Dewasa ini pemikiran keIslaman di UIN memang kerap menjadi sorotan tajam, terlebih ketika UIN  mendapat klaim sebagai akar tumbuhnya jaringan Islam liberal. Lantas banyak yang mempertanyakan keotentitasan UIN sebagai lembaga perguruan tinggi Islam. Kritik dan bahkan hujatan tak ada henti-hentinya, tidak hanya dari kalangan luar UIN, tapi juga dari dalam kubu internal sendiri. Maka ini menjadi pekerjaan rumah bagi para civitas akademika UIN untuk mengembalikan moral, martabat serta membenahi lembaga yang agak sedikit miring di mata masyarakat.

Kita harus sadar bahwa masyarakat awam akan mengacu pada kaum terdidik, atau katakan lah mahasiswa yang punya background pendidikan Islam. Semisal UIN, sebagai lembaga perguruan tinggi Islam, jika para alumninya kembali ke kampung halaman dan terjun ke masyarakat, jelas mereka akan bertanya tentang Islam kepada para alumni tersebut. Inilah yang sepatutnya menjadi renungan bagi mahasiswa yang mendapat kehormatan untuk mengemban amanat umat.

Dalam menghadapi tantangan zaman modern, umat Islam umumya dan khususnya mahasiswa UIN, harus memahami dan menghayati ajaran Islam yang murni dan kritis terhadap hubungan agama dengan masyarakat yang mengalami perubahan diberbagai segi dan lini kehidupan. Karena sikap kritis tersebut merupakan jalan pembebasan dari berbagai kejumudan intelektual yang membelenggu umat Islam selama ini. Sikap historis dan usaha intelektualisasi atau sumber-sumber doktrin merupakan ciri utama pemikiran Islam modern.
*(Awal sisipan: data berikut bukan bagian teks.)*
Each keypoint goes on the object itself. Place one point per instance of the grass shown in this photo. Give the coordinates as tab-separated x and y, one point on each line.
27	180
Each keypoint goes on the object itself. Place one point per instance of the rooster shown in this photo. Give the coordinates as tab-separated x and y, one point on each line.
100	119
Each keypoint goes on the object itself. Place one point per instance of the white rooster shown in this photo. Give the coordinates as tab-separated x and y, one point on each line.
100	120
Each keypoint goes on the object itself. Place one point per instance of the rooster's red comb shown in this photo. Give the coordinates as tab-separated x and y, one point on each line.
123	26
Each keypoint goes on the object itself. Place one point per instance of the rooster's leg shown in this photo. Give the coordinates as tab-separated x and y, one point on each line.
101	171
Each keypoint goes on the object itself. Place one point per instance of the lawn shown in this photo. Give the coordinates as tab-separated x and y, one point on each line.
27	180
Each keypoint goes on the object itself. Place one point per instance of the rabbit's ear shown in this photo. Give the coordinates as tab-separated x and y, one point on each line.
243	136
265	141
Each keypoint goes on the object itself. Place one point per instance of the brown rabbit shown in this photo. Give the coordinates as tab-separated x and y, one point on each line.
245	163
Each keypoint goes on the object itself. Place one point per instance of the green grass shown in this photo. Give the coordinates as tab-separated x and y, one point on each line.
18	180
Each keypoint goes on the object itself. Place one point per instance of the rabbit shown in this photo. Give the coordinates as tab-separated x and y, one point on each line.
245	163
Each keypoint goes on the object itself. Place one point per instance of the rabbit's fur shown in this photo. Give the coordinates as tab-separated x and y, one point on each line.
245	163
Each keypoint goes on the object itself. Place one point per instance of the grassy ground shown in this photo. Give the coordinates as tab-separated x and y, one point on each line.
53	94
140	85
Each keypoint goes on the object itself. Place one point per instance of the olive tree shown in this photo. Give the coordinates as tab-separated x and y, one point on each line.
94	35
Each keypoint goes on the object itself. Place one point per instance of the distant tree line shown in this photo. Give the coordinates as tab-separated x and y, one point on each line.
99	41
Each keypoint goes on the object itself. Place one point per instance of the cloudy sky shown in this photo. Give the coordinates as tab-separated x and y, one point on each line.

Worldview pemikiran keIslaman mahasiswa UIN sekarang bisa dikatakan mengalami dekadensi. Dari berbagai asumsi menyatakan, bahwa hal ini terjadi sebagai dampak dari life style gaya hidup masa kini, pergaulan hidup tanpa batas, ketakutan mahasiswa untuk lebih inklusif dalam berfikir ditambah lagi kegiatan taqlid yang masih mengakar dan mengekor. Tempo dulu mahasiswa disibukkan dengan kegiatan diskusi ataupun seminar, tapi kini budaya mahal itu terkikis dan tergantikan dengan kesibukan mengunjungi café-café siap saji, tempat hiburan yang menyajikan menu infotainmant serta masuknya budaya barat (tanpa filterisasi) yang hanya membawa hedonism belaka.

Secara tidak langsung fakta diataslah yang menjadi foible pemikiran keIslaman mahasiswa. Dan yang menjadi pertanyaan sekarang adalah, mampukah UIN sebagai perguruan tinggi Islam terbesar di Indonesia untuk menyegarkan kembali khazanah pemikiran Islam serta melahirkan kembali pemikir-pemikir sekaliber Cak Nur, Gus Dur, Amin Rais, Harun Nasution dan kawan-kawannya?

Tidak bisa kita nafikan, meski banyak kritik terhadap terhadap pemikiran mahasiswa atau bahkan dosen-dosen UIN, tapi beragam model pemikiran yang tumbuh berkembang. Pemikiran mahasiswa tidak lepas dari penawaran pemikir-pemikir Islam kontemporer maupun klasik baik pada tingkat dalam negeri maupun luar negeri. Pemikiran dalam negeri lebih di dominasi oleh para alumnus UIN sendiri, atau orang-orang yang pernah berkecimpung di UIN, seperti, Cak Nur, Azumardi Azra, Komaruddin Hidayat, Harun Nasution, Din Syamsuddin dan rekan-rekannya.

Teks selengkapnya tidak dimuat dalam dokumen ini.